The maximum recommended dose is 20 mg once daily. A maximum dose of 5 mg should not be
exceeded when used in combination with the potent cytochrome P450 (GYP) 3A4 inhibitor
erythromycin (increased AUC by 4 fold). Concomitant use with ketoconazole, itraconazole,
indinavir or ritonavir, should be avoided as vardenafil AUC is increased by 10-16
fold if the drugs are combined (see "Special warnings and special precautions for use").
Method of administration:
For oral use
Elderly (above 65 years):
Hepatic clearance of healthy elderly
volunteers was reduced. The AUC and Cmax in the elderly are higher by 52% and 34%
as compared to young male volunteers (18-45 years). Therefore, a starting dose of 5 mg is recommended. (see "Contraindications")
Children (from birth to 16 years):
LEVITRA is not indicated for use in children.

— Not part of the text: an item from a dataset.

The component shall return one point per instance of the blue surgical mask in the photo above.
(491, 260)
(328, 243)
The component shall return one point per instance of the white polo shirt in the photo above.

No dose adjustment needed in patients with
mild hepatic impairment (Child-Pugh A). Vardenafil clearance is reduced in patients with
moderate hepatic impairment (ChildPugh B). Therefore a starting dose of 5 mg is recommended.
(see "Contraindications") The pharmacokinetics has not been studied in patients with severe hepatic impairment (Child-Pugh C).
No dose adjustment is needed in patients
with mild (CLcr > 50-80 ml/min) and moderate (CLcr > 30-50 ml/min) renal impairment.
In patients with severe renal impairment (CLcr < 30 ml/min), a starting dose of 5 mg should be considered.
Use in Women
Levitra is not indicated for use in women.